Declining fish stocks have caused illegal fishing practices to increase. Illegal, unregulated, or unreported fishing catch between 11 and 26 million tons a year which accounts for one quarter of global catch. Illegal fishing includes taking undersized fish, fishing in closed waters, taking more fish than permitted, or fishing during seasonal closures. Illegal fishing is prominent due to lack of enforcement or punishments.

Despite controls, violations of drift net fishing laws are commonplace. The Mediterranean Sea is the most overexploited. With 21 modern states with coastline on the sea, there are many fisheries harvesting one small area. When drift net gear was banned, manufacturers modified the design of the nets so they no longer fell under the banned definition. A new definition was established in 2007 as "any gillnet held on the sea surface or at a certain distance below it by floating devices, drifting with the current, either independently or with the boat to which it may be attached. It may be equipped with devices aiming to stabilize the net or to limit drift".

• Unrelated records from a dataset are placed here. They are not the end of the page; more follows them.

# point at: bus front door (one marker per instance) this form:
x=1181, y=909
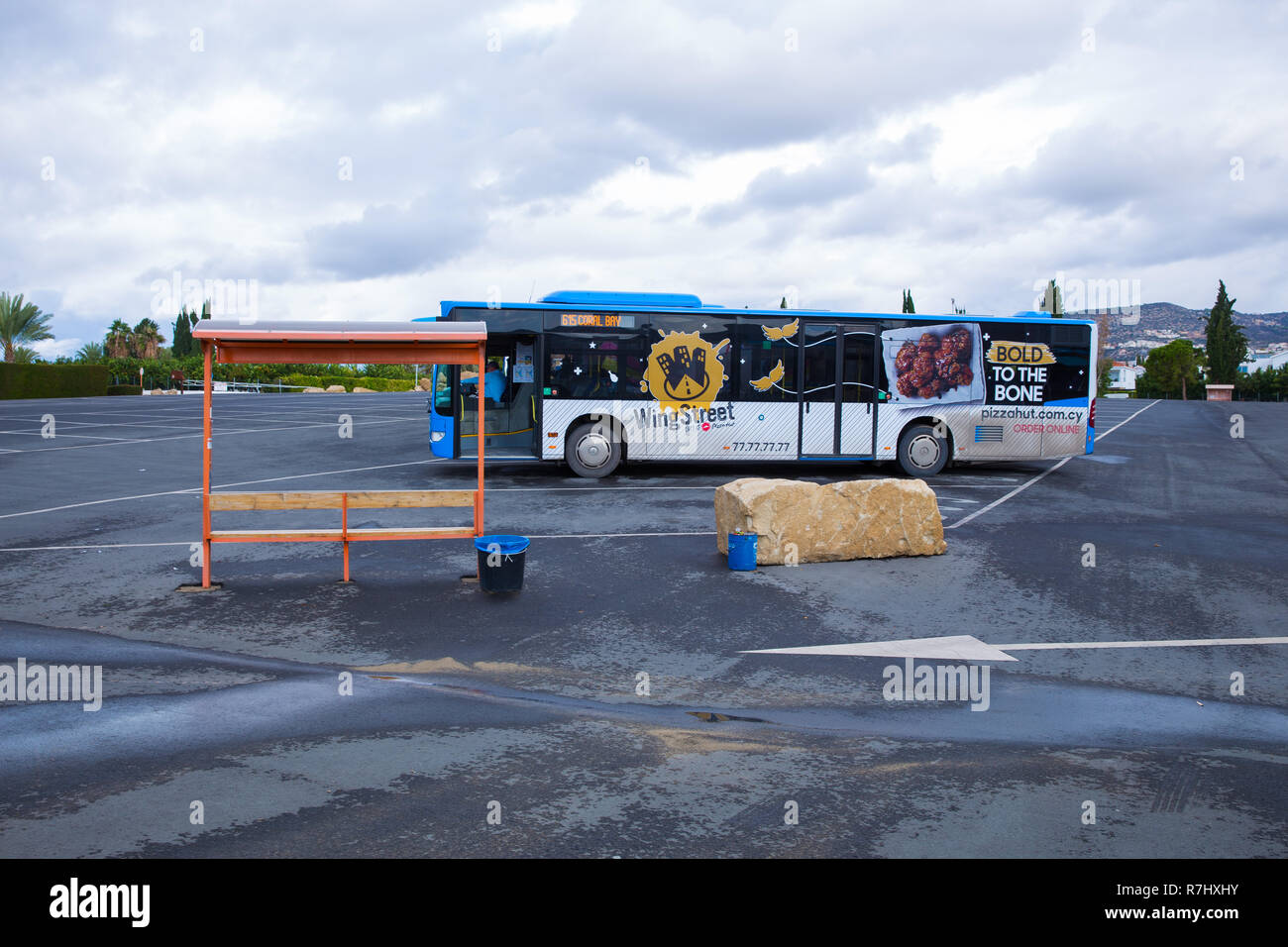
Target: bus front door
x=837, y=401
x=507, y=389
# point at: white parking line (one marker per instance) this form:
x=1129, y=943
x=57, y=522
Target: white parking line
x=218, y=433
x=218, y=486
x=111, y=545
x=1051, y=470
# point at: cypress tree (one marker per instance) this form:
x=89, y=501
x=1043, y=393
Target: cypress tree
x=183, y=342
x=1227, y=344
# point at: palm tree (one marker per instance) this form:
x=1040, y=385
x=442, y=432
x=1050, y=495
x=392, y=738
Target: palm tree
x=147, y=338
x=21, y=322
x=120, y=341
x=90, y=354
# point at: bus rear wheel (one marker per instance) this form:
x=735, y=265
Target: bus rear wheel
x=921, y=451
x=592, y=450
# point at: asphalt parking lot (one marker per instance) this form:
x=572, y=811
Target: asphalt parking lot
x=533, y=702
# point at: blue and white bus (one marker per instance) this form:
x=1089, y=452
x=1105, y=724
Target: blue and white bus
x=599, y=379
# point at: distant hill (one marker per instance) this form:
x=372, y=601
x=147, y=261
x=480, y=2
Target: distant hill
x=1160, y=322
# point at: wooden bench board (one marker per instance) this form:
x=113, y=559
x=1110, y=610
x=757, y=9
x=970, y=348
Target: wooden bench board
x=334, y=500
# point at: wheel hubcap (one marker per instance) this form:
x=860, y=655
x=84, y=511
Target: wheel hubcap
x=592, y=450
x=923, y=451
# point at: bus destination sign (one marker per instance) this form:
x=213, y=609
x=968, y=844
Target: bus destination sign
x=596, y=320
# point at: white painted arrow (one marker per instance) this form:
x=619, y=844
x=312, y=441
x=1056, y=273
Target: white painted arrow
x=954, y=647
x=970, y=648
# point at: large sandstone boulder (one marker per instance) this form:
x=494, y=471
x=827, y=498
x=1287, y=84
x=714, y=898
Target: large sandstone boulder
x=857, y=519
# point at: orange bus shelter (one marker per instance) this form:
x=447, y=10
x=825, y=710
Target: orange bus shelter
x=335, y=343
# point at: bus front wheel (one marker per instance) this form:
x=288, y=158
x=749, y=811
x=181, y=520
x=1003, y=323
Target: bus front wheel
x=921, y=451
x=592, y=450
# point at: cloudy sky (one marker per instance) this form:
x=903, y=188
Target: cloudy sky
x=369, y=158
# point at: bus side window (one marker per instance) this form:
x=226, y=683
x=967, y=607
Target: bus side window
x=761, y=375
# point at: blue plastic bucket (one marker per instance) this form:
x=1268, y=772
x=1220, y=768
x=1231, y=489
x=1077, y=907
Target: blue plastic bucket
x=742, y=552
x=501, y=562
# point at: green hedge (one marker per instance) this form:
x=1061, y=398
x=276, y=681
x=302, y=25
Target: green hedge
x=52, y=380
x=376, y=384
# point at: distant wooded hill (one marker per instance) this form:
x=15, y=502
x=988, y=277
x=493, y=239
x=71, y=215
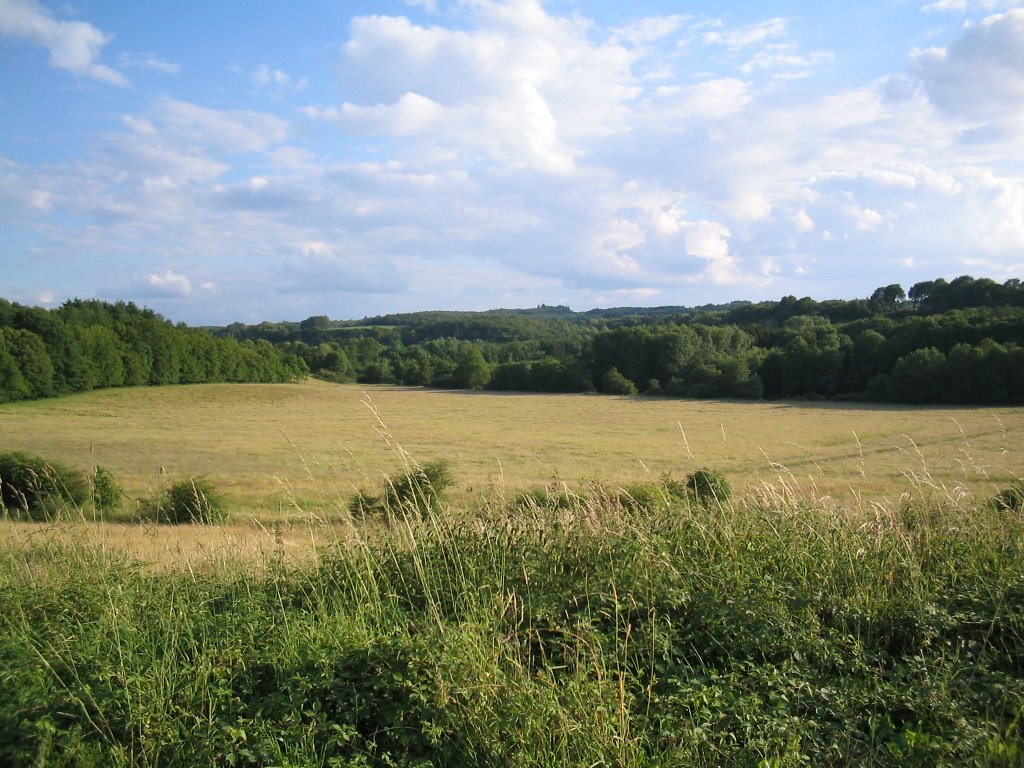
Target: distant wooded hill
x=955, y=342
x=91, y=344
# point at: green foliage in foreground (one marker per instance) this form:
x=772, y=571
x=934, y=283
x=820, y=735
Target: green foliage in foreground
x=562, y=630
x=38, y=489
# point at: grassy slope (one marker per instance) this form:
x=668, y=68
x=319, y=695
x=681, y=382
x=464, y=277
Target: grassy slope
x=782, y=630
x=279, y=449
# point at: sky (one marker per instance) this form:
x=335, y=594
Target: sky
x=249, y=160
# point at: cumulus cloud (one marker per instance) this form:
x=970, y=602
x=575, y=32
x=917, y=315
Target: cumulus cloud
x=272, y=81
x=73, y=45
x=320, y=267
x=962, y=6
x=163, y=285
x=522, y=88
x=980, y=74
x=228, y=131
x=147, y=61
x=503, y=153
x=745, y=36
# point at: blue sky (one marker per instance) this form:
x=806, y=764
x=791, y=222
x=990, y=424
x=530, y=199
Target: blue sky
x=250, y=161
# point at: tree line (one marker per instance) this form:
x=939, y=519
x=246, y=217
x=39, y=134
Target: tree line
x=956, y=341
x=953, y=342
x=86, y=345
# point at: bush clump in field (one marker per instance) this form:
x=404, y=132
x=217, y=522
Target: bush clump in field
x=709, y=486
x=421, y=489
x=39, y=489
x=192, y=501
x=107, y=492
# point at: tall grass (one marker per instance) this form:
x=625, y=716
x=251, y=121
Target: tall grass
x=557, y=629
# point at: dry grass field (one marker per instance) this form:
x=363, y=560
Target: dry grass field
x=289, y=450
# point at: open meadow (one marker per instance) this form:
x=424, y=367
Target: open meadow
x=858, y=601
x=282, y=450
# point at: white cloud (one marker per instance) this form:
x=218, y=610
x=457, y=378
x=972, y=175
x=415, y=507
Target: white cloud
x=785, y=57
x=275, y=81
x=163, y=285
x=751, y=35
x=511, y=155
x=710, y=241
x=147, y=61
x=73, y=45
x=229, y=131
x=320, y=267
x=962, y=6
x=979, y=76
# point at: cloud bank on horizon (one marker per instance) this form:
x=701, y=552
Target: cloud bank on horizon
x=252, y=162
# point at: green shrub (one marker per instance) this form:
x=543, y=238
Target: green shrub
x=709, y=485
x=192, y=501
x=107, y=493
x=613, y=382
x=39, y=489
x=421, y=489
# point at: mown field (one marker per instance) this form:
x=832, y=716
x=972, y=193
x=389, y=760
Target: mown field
x=280, y=450
x=858, y=601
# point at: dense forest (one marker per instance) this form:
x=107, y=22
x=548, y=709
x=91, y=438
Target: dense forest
x=953, y=342
x=86, y=345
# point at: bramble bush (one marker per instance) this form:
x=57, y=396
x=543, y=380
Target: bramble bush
x=39, y=489
x=107, y=492
x=193, y=501
x=421, y=489
x=709, y=486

Japanese drift net fishing began to draw public attention in the mid-1980s when Japan and other Asian countries began to send large fleets to the North Pacific Ocean to catch tuna and squid. Japan operated about 900 drift net vessels, earning around $300 million a year. Those fishing boats were blamed not only for indiscriminate destruction of marine life, but also for poaching North Pacific salmon, harming the U.S. and Canadian fishing industries, and threatening the jobs of fishermen who did not use such methods. The first Bush administration opposed a U.S. driftnet ban because it would allegedly conflict with a treaty with Japan and Canada regarding salmon fishing in the North Pacific.

== Other uses ==
Drift nets also are used in ecological studies in studying the downstream drift of invertebrates and Ichthyoplankton. The nets are strung across a stream and allowed to sit overnight, collecting samples. These nets are crucial in the understanding of how watersheds function. Quantitative estimates derived from drift nets used in this way in rivers need careful consideration given the clogging of the nets and decay in performance that can occur as a result.